Gear Review: Therm-A-Rest NeoAir XLite and Z Lite Sol

Therm-A-Rest NeoAir XLite

Air Mattress and Foam Pad
Therm-A-Rest NeoAir XLite
$130, 9 oz., 47x20x2.5 ins. (small)
$160, 12 oz., 72x20x2.5 ins. (regular)
$180, 1 lb., 77x25x2.5 ins. (long)

Therm-A-Rest Z Lite Sol
$45, 13 oz., 72x20x0.75 ins. (regular)
$35, 10.5 oz., 51x20x0.75 ins. (small)

Therm-A-Rest Z Lite Sol

My preoccupation with keeping my backpack light usually steers me to the lightest gear—but I draw the line at sleeping uncomfortably, which made me slightly apprehensive about the featherweight NeoAir XLite—one of the shortest air mats I’ve ever used. I had no need to be. On a four-night backpacking trip in Oregon’s Eagle Cap Wilderness, I slept great on the smallest size. I’m five feet, eight inches, and the pad stretches from my shoulders to just below my knees, so I slept with an inflatable camping pillow (which I always carry) and my empty pack under my feet. Taller people would want the regular or long. The 30-denier nylon fabric is tougher than what’s used on some air mats. But best of all, this air mat packs away smaller than a liter bottle and weighs half as much as competitors.

The classic egg-carton-pattern, closed-cell foam sleeping pad got better when Therm-A-Rest first introduced the accordion-style Z Lite, which folds up quickly and lies flat instantly when you open it up. They’ve now made it better again with the Z Lite Sol, by adding an aluminized surface that reflects heat. Cascade Designs says that surface increases warmth by almost 20 percent over and above the insulation value created by trapping warm air in the egg-carton pattern on its surface.

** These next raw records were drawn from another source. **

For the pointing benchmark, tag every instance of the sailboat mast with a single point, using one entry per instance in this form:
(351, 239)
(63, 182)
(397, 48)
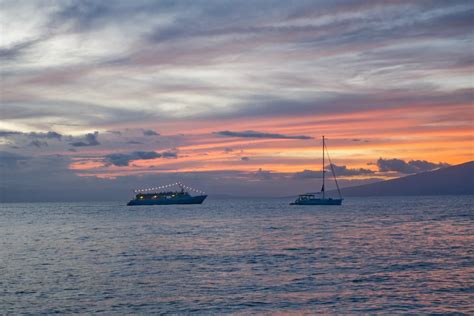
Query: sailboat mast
(323, 189)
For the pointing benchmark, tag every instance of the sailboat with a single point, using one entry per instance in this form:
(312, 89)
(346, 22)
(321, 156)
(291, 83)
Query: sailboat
(320, 198)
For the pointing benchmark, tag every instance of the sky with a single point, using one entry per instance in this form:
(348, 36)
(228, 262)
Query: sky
(231, 97)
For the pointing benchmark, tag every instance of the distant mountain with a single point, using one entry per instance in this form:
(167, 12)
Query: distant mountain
(457, 179)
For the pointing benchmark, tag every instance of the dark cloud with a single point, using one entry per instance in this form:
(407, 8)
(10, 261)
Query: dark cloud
(150, 132)
(38, 143)
(341, 171)
(90, 139)
(254, 134)
(344, 171)
(134, 142)
(11, 160)
(122, 160)
(412, 166)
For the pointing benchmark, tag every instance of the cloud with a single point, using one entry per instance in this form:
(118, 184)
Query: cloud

Hi, I’m Michael Lanza, creator of The Big Outside, which has made several top outdoors blog lists. Click here to sign up for my FREE email newsletter, or enter your email address in the box in the left sidebar or at the bottom of this story. Click here to get full access to all of my blog’s stories. Follow my adventures on Facebook, TwitterInstagram, and Youtube.


My kids, age 11 and nine, slept comfortably on this pad on spring and summer trips in Idaho’s Smoky Mountains and City of Rocks, Oregon’s Eagle Cap Wilderness, and Capitol Reef National Park, Utah.

While bulky, the pad’s low weight makes it a good choice for ultralight backpacking on the cheap or keeping a kid’s backpack weight down. The proprietary closed-cell foam is softer on top for comfort and denser on the bottom for durability. I generally prefer an air mattress, but I’ll use this foam pad when camping on soft ground (like pine duff) or as a second pad when camping on snow or cold or frozen ground.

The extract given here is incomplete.